I'm creating a UIButton with a stretchableImageWithLeftCapWidth:topCapHeight:

I would like to change it's size smoothly with Core Animation like so:

float shrinkFactor = 0.2;
NSTimeInterval slowSpeed = 5.0;

[UIView beginAnimations:nil context:nil];
[UIView setAnimationDuration:slowSpeed];

UIButton *thisButton = (UIButton *)[self.view viewWithTag:2];
thisButton.frame = CGRectMake(thisButton.frame.origin.x, thisButton.frame.origin.y, buttonStretchedWidth * shrinkFactor, thisButton.frame.size.height);

[UIView commitAnimations];

The button image size doesn't animate, it just snaps to the new size.

When I make the backgroundColor of the button visible, I see the frame itself animates correctly.

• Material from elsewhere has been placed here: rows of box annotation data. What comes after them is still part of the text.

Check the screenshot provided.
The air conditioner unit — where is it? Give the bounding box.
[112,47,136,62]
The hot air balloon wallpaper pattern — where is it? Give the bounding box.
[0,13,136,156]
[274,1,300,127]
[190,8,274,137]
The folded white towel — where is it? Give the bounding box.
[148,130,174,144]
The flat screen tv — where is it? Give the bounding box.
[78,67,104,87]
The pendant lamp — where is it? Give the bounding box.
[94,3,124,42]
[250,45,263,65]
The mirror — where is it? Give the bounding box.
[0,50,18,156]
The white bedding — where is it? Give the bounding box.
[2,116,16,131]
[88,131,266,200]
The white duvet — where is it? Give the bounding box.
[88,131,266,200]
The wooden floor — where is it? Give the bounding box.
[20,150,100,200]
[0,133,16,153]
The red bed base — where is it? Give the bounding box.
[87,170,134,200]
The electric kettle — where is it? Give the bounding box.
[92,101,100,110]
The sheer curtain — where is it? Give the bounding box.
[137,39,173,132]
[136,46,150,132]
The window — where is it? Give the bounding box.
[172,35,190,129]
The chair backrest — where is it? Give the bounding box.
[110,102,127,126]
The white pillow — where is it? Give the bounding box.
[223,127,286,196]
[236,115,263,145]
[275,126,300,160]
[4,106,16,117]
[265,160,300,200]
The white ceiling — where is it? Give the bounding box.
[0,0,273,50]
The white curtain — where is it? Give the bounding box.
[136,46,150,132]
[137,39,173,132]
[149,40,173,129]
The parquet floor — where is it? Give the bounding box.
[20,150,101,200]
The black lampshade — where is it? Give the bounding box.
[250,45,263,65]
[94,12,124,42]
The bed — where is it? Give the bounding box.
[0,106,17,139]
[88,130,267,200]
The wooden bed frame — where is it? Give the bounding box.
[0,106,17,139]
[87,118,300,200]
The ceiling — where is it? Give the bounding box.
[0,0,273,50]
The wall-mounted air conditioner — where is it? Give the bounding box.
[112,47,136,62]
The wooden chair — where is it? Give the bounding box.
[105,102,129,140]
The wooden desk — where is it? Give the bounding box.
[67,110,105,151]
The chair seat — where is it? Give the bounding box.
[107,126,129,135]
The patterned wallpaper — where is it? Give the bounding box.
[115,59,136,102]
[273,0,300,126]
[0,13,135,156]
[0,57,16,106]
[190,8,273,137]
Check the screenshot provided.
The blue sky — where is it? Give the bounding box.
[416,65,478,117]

Am I missing something or is the image stretching not animatable?

+1  A: 

I've never been able to get image stretching to update continuously. Try splitting your image up into the caps and center areas and create eight or nine UIImageView subviews with the appropriate autoresizingMask set. E.g. the top-right corner view should have UIViewAutoresizingFlexibleLeftMargin | UIViewAutoresizingFlexibleBottomMargin, the bottom-center view (getting stretched) should have UIViewAutoresizingFlexibleWidth | UIViewAutoresizingFlexibleTopMargin, and so on. Views are pretty cheap on the iPhone OS, once they're created, so I don't think you'll see a performance hit unless you're animating a half-dozen buttons at once. Make sure to make whatever you can opaque, though—compositing non-opaque views is pretty expensive.